Advanced DCA (Martingale)
What is DCA Martingale?
The DCA Martingale strategy is a hybrid investment approach that combines two concepts:
- DCA (Dollar Cost Averaging): It is a strategy in which an investor regularly buys a certain quantity of a financial asset regardless of its current price. This approach aims to reduce the impact of short-term volatility and allows investors to accumulate the asset over time, taking advantage of the average purchase prices.
- Martingale: It is a betting theory based on the concept of doubling the bet amount after each loss, with the goal of recovering previous losses and generating long-term profit. This strategy is commonly used in speculative games, where players increase their bets after each loss, hoping that eventually, a win will compensate for all previous losses.
In terms of investment, the DCA Martingale strategy means that the investor continues to buy a specific asset regularly, regardless of the price, but also increases the quantity purchased each time the price falls.
The DCA Martingale strategy offers interesting opportunities, but it is important to remember that all investments involve risks. It is essential to conduct thorough research, diversify the portfolio, and consider financial goals and risk tolerance. No investment strategy is guaranteed, so staying informed is necessary. Adopting a balanced approach and seeking professional guidance when needed are fundamental elements of a successful investment strategy.
How to use the DCA Martingale strategy in Anny?
When creating a trade signal, you can choose the DCA Advanced (Martingale) entry method. This option presents several configuration parameters and a simulation table. This table facilitates understanding by predicting the orders that will be created based on the defined configuration. Simply make adjustments to the parameters and view the order projection.
The parameters that you can configure are:
- Base order size (%): Percentage of investment that will be used only in the first order (base order). For example, if you set it to 10%, and the investment in the signal is set at $100, it will result in an initial order of $10. The remaining $90 will be proportionally distributed among the other orders (safety orders), taking into account the other configuration parameters.
- Base price deviation (%): It is the percentage difference from the required price to place the first order. For example, if you set a value of 1% and the current price of the coin is $1000, the first order will be created at a price of $990, i.e., 1% lower.
- Safety order size multiplier: It is used to multiply the amount of funds used from the second order onwards (safety orders). If you set a multiplier greater than 1, it will make the last orders have a larger quantity than the first ones, and if you set a value less than 1, it will have the opposite effect, with the last orders being smaller.

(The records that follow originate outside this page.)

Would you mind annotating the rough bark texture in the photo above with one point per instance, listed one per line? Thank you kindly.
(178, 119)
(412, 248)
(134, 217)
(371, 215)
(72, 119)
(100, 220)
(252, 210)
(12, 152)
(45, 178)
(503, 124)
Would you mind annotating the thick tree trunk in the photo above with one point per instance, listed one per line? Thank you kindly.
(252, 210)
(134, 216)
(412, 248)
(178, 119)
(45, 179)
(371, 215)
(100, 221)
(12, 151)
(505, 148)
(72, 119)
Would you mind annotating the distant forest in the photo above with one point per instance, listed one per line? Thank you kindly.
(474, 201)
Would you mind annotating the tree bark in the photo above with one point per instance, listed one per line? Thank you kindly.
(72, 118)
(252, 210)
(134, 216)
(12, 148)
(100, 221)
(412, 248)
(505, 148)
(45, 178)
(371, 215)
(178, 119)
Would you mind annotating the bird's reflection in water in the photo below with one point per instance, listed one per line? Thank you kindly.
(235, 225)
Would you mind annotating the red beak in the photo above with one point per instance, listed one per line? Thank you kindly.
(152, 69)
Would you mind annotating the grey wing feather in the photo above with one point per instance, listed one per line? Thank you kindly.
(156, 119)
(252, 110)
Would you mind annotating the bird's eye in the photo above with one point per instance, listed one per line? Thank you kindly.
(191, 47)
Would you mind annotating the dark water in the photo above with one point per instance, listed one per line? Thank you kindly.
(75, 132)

- Price deviation multiplier: It is a multiplier relative to the percentage price deviation. If you use a value greater than 1, it will gradually increase the percentage price deviation between orders. If you use a value less than 1, it will have the opposite effect, decreasing the percentage as the orders progress.
- Price deviation: It is the percentage difference from the required price to place the subsequent orders (safety orders) after the first (base order). For example, if you set a value of 1% and the first order was already 1% below the current price, this means that the second order will be created 2% below, the third 3% below, and so on.
- Maximum amount of orders: It is the maximum number of DCA entry orders that can be created throughout the trade. All orders will be placed at the limit on the exchange's order book.
- Maximum amount of open orders: This is the number of orders that can be placed in advance in the exchange's order book. In other words, it is the number of orders that will be open at the same time. The remaining orders will be placed after these are filled, maintaining the maximum number of open orders.
Rule: for the entry, if any of these open orders have an error, none of them will be executed. For example, if a maximum of 5 open orders is selected at the same time, and there is an error in the third order among the first 5 entries, none of them will be executed because the entry is considered as a whole package.
These are the parameters necessary to configure the DCA entry strategy. As they are defined, it will be possible to visualize the order forecast in the simulation table. It is also possible to configure some simulation parameters, allowing you to define the allocation value and the simulated take profit percentage.
When configuring your DCA entry, make sure to balance the maximum number of orders with your allocation value, as the order sizes may become smaller than what is allowed for the currency on the exchange.
Example of errors:
Notifications
Notifications will not be sent every time new orders are placed. Notifications will be sent when a proportion of 25% of orders is filled. For example, in the case of 200 orders, an entry notification will be sent and then notifications will be sent when 50 orders are filled. Another notification will be sent when 100 orders are filled, and so on.
Conclusion
The DCA Martingale strategy can be an interesting approach for investments, combining the regularity of purchases with adaptation to the asset's price. By using Anny, you can explore and leverage this strategy in your investment journey, positioning yourself well to pursue your financial goals in a positive and responsible manner.
Rules:
- If you place a manual SL order, you must cancel open DCA orders.
- If you want to exit a DCA position prematurely, simply make a Take profit. Open DCA orders will be automatically cancelled.